The functional properties and differentiation potential of each cell are controlled not only by its primary DNA sequences but also by its epigenome, which refers to the collection of covalent modifications to the DNA and chromatin. To understand the molecular basis of cellular differentiation and cell fate determination, we need to extensively characterize the epigenome of each cell type. Since 2008, we have been conducting research as part of the NIH Roadmap Epigenome project. We have generated comprehensive epigenome maps for the human embryonic stem cells (ESC), fibroblasts and a number of ES cell derived cell types. Analysis of these epigenomic profiles has revealed dramatic differences of DNA methylomes and chromatin landscapes between the pluripotent and lineage-committed cell types. For example, we showed that there is significant expansion of H3K27me3 and H3K9me3 chromatin domains in the differentiated cells, which tend to affect genes coding for developmental regulators and lineage-specific functions (Hawkins et al., Cell Stem Cell, 2010). We suggest that formation of such large, special chromatin domains is a critical step in cellular differentiation. The information that we produced has provided novel insights into processes regulating tissue-specific gene expression (Xie et al., Cell 2013). Additionally, we have gained considerable knowledge about the epigenomic landscapes in pluripotent and lineage-committed cell types, finding evidence for the involvement of several key epigenetic processes during normal development and tumorigenesis.
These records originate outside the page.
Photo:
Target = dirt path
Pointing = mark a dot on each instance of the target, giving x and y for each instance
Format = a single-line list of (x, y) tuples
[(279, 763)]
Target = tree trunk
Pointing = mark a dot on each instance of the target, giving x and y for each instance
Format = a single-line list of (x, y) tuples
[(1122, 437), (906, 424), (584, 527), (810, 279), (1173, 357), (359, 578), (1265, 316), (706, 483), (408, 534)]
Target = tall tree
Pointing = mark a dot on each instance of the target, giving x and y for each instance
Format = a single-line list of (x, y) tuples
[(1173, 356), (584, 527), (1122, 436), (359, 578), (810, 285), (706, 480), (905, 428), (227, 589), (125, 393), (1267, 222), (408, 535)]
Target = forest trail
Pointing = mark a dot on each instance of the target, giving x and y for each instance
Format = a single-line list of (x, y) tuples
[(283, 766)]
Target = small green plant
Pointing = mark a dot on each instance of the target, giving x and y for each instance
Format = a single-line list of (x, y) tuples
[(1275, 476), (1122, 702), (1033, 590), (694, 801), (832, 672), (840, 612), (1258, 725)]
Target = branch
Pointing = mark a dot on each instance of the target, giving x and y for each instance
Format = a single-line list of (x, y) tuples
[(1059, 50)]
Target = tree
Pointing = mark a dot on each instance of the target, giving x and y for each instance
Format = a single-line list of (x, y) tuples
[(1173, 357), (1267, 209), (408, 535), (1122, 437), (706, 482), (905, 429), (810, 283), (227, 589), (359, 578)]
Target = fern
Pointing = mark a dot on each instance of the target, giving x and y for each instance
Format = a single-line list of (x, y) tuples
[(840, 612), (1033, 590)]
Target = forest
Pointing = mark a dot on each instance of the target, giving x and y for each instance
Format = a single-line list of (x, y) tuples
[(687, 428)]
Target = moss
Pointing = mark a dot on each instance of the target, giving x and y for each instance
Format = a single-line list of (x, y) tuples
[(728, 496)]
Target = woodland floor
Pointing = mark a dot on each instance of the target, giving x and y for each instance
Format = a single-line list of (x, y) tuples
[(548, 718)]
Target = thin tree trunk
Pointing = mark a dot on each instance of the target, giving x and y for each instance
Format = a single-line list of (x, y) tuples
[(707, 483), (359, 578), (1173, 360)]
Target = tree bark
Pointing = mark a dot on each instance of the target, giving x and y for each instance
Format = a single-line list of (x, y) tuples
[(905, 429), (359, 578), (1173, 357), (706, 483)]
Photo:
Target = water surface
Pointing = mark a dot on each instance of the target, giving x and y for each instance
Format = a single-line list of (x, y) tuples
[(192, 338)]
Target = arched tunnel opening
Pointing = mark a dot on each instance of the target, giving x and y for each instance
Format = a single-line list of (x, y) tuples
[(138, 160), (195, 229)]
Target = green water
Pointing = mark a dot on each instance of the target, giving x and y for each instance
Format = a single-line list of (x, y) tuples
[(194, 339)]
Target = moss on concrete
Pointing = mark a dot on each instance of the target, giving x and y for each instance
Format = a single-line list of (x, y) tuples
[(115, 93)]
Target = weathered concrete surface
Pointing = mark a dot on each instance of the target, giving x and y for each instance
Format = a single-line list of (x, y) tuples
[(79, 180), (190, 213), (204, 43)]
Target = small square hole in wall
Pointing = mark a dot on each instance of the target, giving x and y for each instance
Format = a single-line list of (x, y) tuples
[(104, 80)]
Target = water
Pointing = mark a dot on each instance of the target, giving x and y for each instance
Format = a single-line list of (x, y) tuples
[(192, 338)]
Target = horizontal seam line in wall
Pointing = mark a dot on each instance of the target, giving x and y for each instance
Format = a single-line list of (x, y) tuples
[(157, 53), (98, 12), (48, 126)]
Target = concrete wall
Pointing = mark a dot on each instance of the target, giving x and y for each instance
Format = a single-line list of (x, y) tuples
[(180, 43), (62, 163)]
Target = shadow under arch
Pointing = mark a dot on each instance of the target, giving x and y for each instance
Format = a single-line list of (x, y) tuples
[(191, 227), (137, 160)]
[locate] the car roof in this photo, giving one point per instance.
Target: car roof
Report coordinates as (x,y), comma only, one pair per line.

Higher-order genome architecture

Higher-order chromatin architecture is emerging as an important regulator of diverse nuclear processes, from gene regulation to DNA replication. Recent methodological advancements have allowed, for the first time, the ability to interrogate higher-order chromatin interactions on a genome-wide scale. However, how chromatin architecture changes during cellular differentiation and how these changes relate to chromatin state and gene expression need to be better understood. We recently discovered that the mammalian genomes are partitioned into a few thousand megabase-sized domains, which display strong local chromatin interactions but infrequent inter-domain interactions (Dixon et al. Nature 2012). These domains are surprisingly stable during development, and are evolutionarily conserved. The physical partitioning of the genome provides a structural basis for understanding long-range regulatory functions by distal enhancers, which are often located hundreds of kilobases away from their target genes. How they function has been a longstanding question. Existence of topological domains also explains well the coordinated regulation of gene expression programs shared by clusters of genes, and potentially could provide insights into mechanisms of chromosomal translocations during evolution and in cancer cells. We are investigating the mechanisms that regulate the establishment and maintenance of topological domains, and how they contribute to gene regulation.